SANTIAGO, Chile – A prosecutor was appointed Monday to investigate how a computer hacker accessed government data for 6 million Chileans and posted it to the Internet.
Prosecutor Jose Ignacio Escobar, a specialist in high-tech crime, opened the probe as the government announced plans to step up data protection.
Police chief Jaime Jara said the weekend data leak did not include financial records and was less serious than first thought.
The information accessed by a hacker included identity card numbers, addresses, telephone numbers, e-mails and academic records.
"For what we have seen until now, the leaked data does not include information related to banking accounts, salaries or other economic aspects," Jara said.
The data was taken early Friday from servers at the Education Ministry, the Electoral Service and the military, he said.
The administrator of a local technology-oriented Web site, Leo Prieto, discovered the errant information on the Internet early Saturday and contacted police. It is not clear exactly when the data was posted online.
The information was promptly removed from the Internet, but Prieto said some people may have downloaded it "and it may still be around on the Internet."
Jara said police have no suspects. The hacker left a message saying he was trying "to demonstrate how poorly protected the data in Chile is, and how nobody works to protect it."

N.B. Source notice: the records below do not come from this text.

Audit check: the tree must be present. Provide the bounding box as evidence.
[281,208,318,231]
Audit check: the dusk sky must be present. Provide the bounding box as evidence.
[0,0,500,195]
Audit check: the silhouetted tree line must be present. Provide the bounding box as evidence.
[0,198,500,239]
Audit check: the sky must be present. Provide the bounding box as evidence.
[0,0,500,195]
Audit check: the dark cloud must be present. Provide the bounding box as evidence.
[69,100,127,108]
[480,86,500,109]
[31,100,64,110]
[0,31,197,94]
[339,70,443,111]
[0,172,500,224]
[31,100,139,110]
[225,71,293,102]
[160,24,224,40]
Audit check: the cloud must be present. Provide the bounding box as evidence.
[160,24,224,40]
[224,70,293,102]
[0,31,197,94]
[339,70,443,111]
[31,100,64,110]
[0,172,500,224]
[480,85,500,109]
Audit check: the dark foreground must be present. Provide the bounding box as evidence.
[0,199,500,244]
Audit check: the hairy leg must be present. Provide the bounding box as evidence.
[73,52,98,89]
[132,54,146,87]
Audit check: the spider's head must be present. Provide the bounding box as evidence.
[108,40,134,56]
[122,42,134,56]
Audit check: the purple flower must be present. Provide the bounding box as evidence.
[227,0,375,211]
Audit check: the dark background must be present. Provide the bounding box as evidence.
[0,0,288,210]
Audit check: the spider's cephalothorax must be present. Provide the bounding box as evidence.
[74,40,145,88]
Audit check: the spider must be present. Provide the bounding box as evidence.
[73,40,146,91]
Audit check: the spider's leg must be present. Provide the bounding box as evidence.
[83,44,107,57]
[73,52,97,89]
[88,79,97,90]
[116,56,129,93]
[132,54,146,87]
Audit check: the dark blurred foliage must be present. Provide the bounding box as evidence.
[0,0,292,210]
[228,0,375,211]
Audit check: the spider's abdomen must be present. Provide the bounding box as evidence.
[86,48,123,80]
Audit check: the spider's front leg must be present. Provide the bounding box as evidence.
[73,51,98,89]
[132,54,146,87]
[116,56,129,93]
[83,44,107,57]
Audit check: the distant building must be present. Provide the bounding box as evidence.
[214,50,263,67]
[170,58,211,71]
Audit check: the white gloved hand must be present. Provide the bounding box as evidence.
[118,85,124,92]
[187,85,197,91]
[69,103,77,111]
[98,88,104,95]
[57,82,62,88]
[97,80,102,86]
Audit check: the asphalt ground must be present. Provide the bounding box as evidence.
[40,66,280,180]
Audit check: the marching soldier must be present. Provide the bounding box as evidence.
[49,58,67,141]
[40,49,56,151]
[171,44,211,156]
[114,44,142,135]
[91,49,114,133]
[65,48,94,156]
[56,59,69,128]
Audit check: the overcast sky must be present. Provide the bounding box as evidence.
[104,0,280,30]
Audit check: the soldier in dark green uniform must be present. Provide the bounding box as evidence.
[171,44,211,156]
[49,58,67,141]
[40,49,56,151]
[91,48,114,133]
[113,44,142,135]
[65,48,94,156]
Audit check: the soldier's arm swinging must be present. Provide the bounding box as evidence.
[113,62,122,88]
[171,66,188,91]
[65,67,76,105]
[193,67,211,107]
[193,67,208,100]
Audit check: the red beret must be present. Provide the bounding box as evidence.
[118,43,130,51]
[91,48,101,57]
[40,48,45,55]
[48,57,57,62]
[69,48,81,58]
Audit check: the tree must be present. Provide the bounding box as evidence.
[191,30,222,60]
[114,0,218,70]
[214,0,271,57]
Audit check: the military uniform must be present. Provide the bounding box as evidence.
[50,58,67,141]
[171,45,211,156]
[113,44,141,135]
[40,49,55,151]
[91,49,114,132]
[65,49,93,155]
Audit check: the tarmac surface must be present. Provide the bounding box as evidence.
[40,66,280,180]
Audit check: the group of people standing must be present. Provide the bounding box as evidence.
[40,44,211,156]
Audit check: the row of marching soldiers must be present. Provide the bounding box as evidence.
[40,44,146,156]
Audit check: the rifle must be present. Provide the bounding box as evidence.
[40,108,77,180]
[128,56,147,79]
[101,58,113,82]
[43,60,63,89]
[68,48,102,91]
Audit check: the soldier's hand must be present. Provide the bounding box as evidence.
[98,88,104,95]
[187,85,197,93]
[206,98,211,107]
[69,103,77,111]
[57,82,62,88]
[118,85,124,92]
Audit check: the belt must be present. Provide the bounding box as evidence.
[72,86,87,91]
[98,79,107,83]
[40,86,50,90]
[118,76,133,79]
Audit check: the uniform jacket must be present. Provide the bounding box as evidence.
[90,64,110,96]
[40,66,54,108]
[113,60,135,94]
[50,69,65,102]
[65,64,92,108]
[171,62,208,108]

He signed off as "Anonymous Coward."
Deputy Telecommunications Minister Pablo Bello said the government is drafting legislation to improve protection of personal data. He did not elaborate.
Government agencies played down the significance of the breach.
The head of the Electoral Service, Juan Garcia, said the information from his agency that appeared on the Internet was not confidential but available to the public upon request.
"Our database is intact, secure and protected," he said.
The army said the hacker disclosed information pertaining to 8,919 youths out of 146,593 who have registered for military service.
The Education Ministry described its data as a list of credentials for students to get low fares for public transportation and university applications.
The leaked data includes around 2 million telephone numbers. There was no immediate comment from telephone companies.